Il se répétait cette question depuis déjà un mois. Un mois de larmes, un mois de solitude, un mois de souffrance. Un mois de mutisme, de poings en sang à force de frapper dans les murs et dans les arbres. Un mois de non-vie. Pendant un mois il avait regardé son nom gravé sur la pierre chaque matin. Pendant un mois il s'était forcé à manger et à boire. Pendant un mois il avait déambulé comme un robot à travers le camp. Pendant un mois il avait séché ses lames avant de remouiller ses joues presque aussitôt.

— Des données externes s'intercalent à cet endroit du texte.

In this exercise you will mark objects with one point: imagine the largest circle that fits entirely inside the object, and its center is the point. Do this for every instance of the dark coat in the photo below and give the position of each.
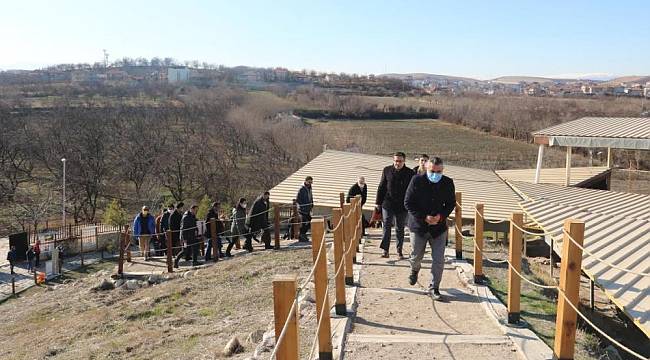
(259, 215)
(392, 188)
(426, 198)
(175, 220)
(305, 200)
(356, 190)
(188, 227)
(212, 214)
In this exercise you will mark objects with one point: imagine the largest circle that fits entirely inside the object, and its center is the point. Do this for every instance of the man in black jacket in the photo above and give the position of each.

Mais putain pourquoi t'es partis ?

Il frappe dans l'arbre derrière lui. Encore et encore. Jusqu'au moment où le sang apparaîtra sur ses mains. Ce n'est pas nouveau cette douleur. Il l'a connaît bien maintenant. Il est habitué à souffrir. C'est devenue sa routine. Il frappe encore une fois, une douleur aiguë se répandant dans son corp. Mais elle n'est pas pire que celle qui martyrise son coeur depuis un mois.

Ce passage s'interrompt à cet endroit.